“你不知道?”宇文澈也有些奇怪,“那令牌不是你命人仿作的嗎?”
孟漓禾終於明白是怎麽回事了。
原來她在催眠那偷糧食的賊時,不慎掉落的令牌,竟然被宇文澈以為是她命人仿作的。
難怪,那日他撿起令牌後隻是看了看,什麽都沒說,便還給了她。
自己當時本想就此趁機詢問,但是因為糧食的事情緊急,也就先把此事拋到了腦後。
沒想到,宇文澈竟然記得。
而且還以為,是她想證明自己是覃王妃的身份,所以做了個假令牌護身。
所以,這令牌竟然是假的嗎?
那她之前還糾結了許久,當初宇文澈是不是想殺了她,豈不是個笑話?
果然,很多事情還是說開比較好。
不過相對於是不是個笑話,此時的結果卻令她無比開心。
不管怎樣,宇文澈從來沒有想過要殺她,可以說是解開了她那一直不想提起的心結。
孟漓禾終於釋懷了,不過也苦笑道:“這並非是我仿製的,而是當初我從風邑國來此時,路上所遇黑衣人也就是那幫刺客中的人身上掉下來的。”

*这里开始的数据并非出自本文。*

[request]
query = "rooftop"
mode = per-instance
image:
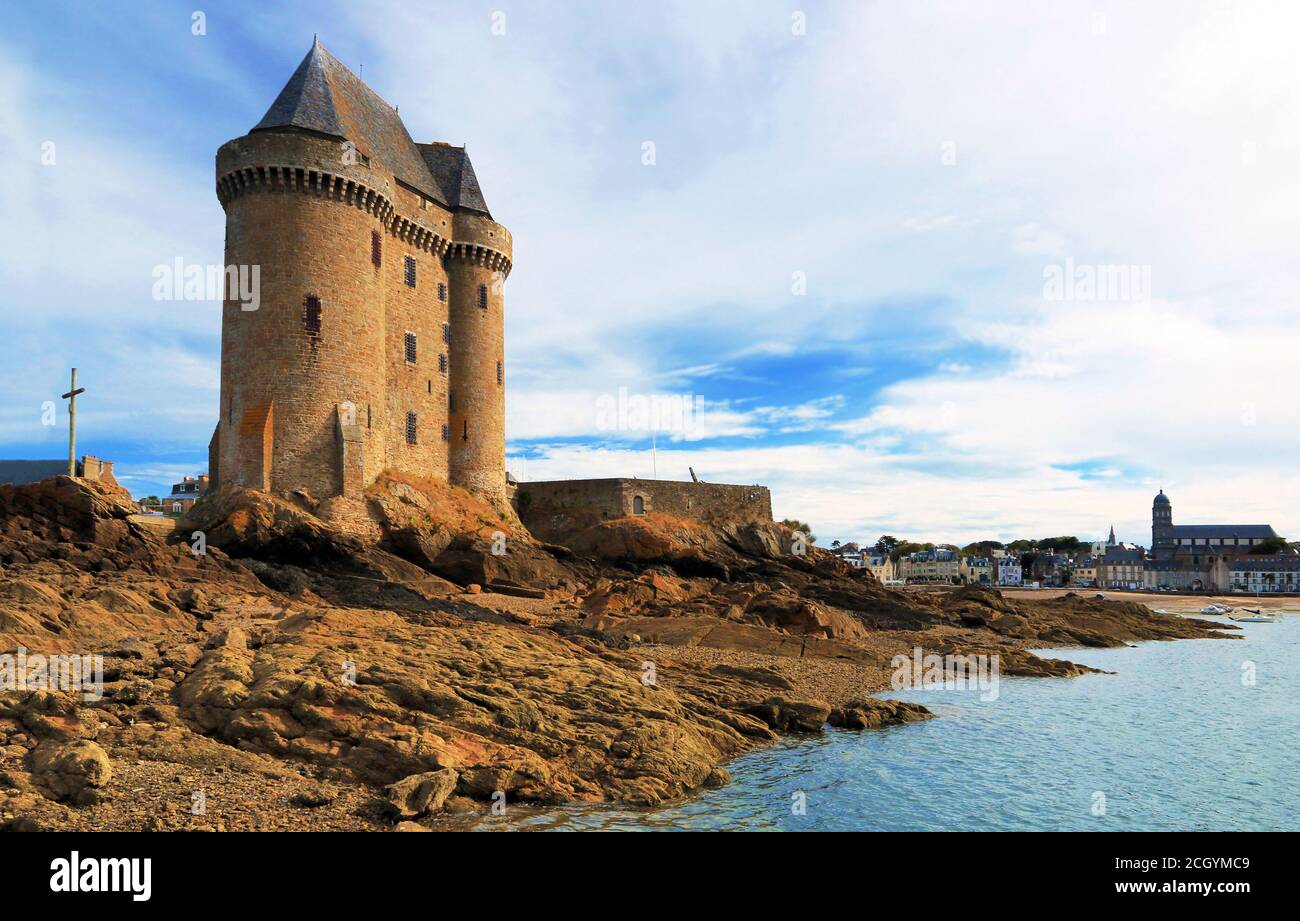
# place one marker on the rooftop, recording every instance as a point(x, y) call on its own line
point(326, 98)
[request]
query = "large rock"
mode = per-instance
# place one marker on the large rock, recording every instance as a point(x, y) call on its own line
point(871, 713)
point(68, 768)
point(792, 716)
point(421, 794)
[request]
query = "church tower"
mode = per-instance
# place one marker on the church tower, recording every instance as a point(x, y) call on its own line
point(377, 338)
point(1161, 526)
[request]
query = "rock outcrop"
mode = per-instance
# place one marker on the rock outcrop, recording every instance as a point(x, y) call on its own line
point(450, 658)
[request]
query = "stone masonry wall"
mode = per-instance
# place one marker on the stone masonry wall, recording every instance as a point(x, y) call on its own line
point(557, 506)
point(306, 216)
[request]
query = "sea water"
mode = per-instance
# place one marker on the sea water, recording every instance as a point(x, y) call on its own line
point(1184, 735)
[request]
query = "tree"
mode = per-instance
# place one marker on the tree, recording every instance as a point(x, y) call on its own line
point(794, 524)
point(982, 548)
point(1269, 547)
point(908, 548)
point(1062, 544)
point(887, 544)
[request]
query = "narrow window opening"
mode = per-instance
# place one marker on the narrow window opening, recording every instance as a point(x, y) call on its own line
point(312, 315)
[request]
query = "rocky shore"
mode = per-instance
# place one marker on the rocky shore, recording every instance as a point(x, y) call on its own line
point(293, 675)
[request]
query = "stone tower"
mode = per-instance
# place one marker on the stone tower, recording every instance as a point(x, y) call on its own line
point(1161, 524)
point(377, 341)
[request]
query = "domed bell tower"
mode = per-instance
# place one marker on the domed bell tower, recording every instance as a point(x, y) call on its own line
point(1161, 526)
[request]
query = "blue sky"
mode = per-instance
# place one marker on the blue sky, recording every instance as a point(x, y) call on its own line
point(839, 247)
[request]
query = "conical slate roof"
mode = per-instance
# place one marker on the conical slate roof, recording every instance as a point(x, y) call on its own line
point(455, 176)
point(325, 96)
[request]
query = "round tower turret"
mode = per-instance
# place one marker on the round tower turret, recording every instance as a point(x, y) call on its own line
point(299, 223)
point(477, 263)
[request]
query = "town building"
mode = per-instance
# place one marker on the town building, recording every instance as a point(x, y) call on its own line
point(852, 554)
point(1009, 571)
point(1204, 557)
point(935, 566)
point(1121, 567)
point(1170, 541)
point(976, 571)
point(882, 566)
point(1262, 575)
point(185, 494)
point(1084, 573)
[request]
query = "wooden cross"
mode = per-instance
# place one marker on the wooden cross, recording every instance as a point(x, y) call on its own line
point(72, 424)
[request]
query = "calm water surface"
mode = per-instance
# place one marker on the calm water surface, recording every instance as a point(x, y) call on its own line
point(1174, 740)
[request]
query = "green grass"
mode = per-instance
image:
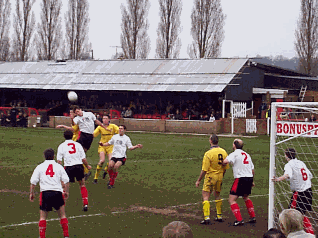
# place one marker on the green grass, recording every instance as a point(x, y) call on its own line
point(162, 175)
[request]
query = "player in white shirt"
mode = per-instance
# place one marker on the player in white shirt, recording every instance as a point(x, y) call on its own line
point(121, 142)
point(86, 123)
point(243, 171)
point(300, 183)
point(74, 157)
point(53, 179)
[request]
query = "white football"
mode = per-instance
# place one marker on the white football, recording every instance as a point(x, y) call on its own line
point(72, 96)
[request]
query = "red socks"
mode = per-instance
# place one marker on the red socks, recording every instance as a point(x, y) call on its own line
point(84, 195)
point(112, 176)
point(64, 224)
point(42, 228)
point(250, 208)
point(236, 211)
point(307, 226)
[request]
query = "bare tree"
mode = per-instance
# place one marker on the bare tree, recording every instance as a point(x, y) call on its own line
point(49, 31)
point(24, 22)
point(77, 19)
point(306, 42)
point(5, 10)
point(207, 22)
point(134, 38)
point(168, 42)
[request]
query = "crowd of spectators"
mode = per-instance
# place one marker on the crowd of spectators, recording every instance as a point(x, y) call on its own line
point(185, 110)
point(13, 118)
point(182, 110)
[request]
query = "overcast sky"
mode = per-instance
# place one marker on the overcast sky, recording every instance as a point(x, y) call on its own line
point(252, 27)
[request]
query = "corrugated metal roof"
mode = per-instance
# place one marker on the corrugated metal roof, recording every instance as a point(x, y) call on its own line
point(204, 75)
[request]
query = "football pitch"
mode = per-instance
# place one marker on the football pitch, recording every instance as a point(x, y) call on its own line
point(155, 187)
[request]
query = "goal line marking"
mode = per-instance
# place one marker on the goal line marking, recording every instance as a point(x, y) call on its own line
point(103, 214)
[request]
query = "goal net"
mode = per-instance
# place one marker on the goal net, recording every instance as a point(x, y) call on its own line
point(292, 127)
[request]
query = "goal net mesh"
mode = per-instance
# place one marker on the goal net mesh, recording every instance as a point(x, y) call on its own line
point(294, 127)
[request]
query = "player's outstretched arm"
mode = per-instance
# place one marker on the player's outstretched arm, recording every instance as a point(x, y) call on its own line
point(32, 188)
point(65, 127)
point(103, 144)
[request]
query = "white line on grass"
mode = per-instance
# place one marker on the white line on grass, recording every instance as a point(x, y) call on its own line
point(102, 214)
point(53, 219)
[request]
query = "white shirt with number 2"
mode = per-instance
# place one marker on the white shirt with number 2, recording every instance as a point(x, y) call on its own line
point(49, 174)
point(121, 143)
point(72, 152)
point(86, 123)
point(299, 175)
point(242, 163)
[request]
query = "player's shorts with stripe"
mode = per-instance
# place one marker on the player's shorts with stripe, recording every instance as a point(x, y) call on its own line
point(75, 171)
point(85, 140)
point(50, 199)
point(242, 186)
point(213, 183)
point(302, 201)
point(123, 160)
point(106, 149)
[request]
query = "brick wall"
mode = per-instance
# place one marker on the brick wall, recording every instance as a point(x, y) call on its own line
point(222, 126)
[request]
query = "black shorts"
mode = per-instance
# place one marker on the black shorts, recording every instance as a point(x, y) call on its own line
point(85, 140)
point(50, 199)
point(301, 201)
point(123, 160)
point(75, 171)
point(242, 186)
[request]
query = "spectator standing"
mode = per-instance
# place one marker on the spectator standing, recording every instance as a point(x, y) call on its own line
point(128, 113)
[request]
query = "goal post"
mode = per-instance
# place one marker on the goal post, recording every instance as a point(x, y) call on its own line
point(292, 127)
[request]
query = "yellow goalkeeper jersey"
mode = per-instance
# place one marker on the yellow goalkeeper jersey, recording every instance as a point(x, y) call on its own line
point(75, 132)
point(105, 134)
point(212, 161)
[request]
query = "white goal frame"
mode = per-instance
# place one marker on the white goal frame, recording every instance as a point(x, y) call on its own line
point(273, 147)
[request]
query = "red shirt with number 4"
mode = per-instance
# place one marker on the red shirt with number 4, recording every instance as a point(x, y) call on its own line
point(72, 152)
point(242, 163)
point(49, 174)
point(299, 175)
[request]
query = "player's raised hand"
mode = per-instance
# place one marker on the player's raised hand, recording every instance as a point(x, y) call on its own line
point(31, 198)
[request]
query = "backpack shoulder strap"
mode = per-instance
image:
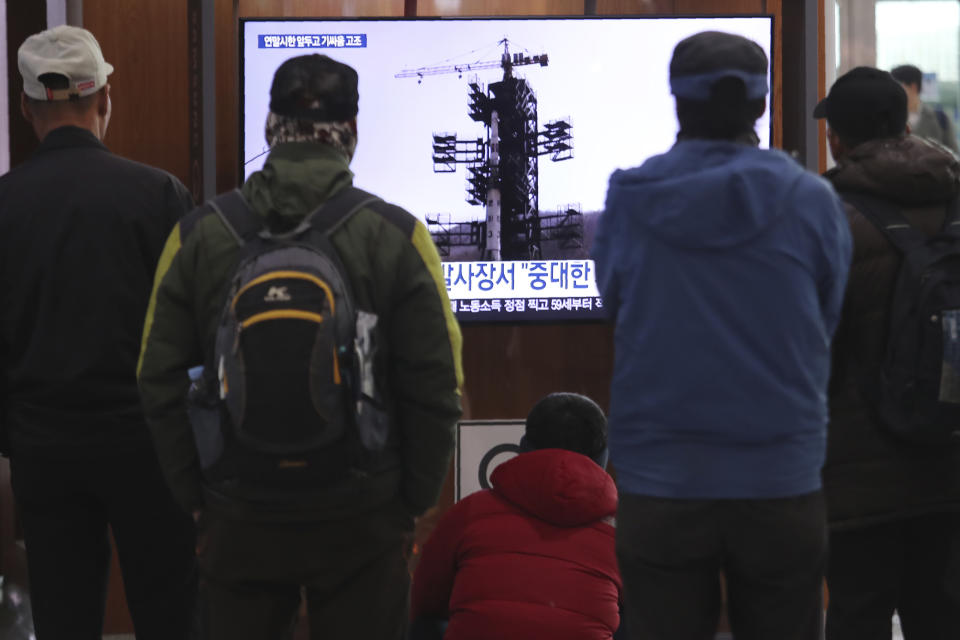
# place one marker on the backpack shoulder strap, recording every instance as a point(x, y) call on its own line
point(951, 221)
point(338, 209)
point(888, 219)
point(236, 214)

“你說什麽?黑衣人?”宇文澈眉頭一皺,當日那些黑衣人圍攻孟漓禾時,他也在場,卻沒想到那黑衣人竟然敢駕禍於他。
早知如此,當日就不該靜觀,應該直接殺過去!
然而,他現在關心的,並不是這個問題。
而是……
他抬頭看向孟漓禾:“所以,你一直以來都覺得,當初那批黑衣人是我派過去的嗎?”
孟漓禾心裏一虛,有些慌亂的別開眼:“最開始懷疑過,後來,便沒有想了。”
“沒有想,還是沒有懷疑?”宇文澈忽然咬文嚼字起來,他似乎很在意這個結果,接著又問道,“為什麽不來直接問我?”
“我……”孟漓禾不知道該怎麽說。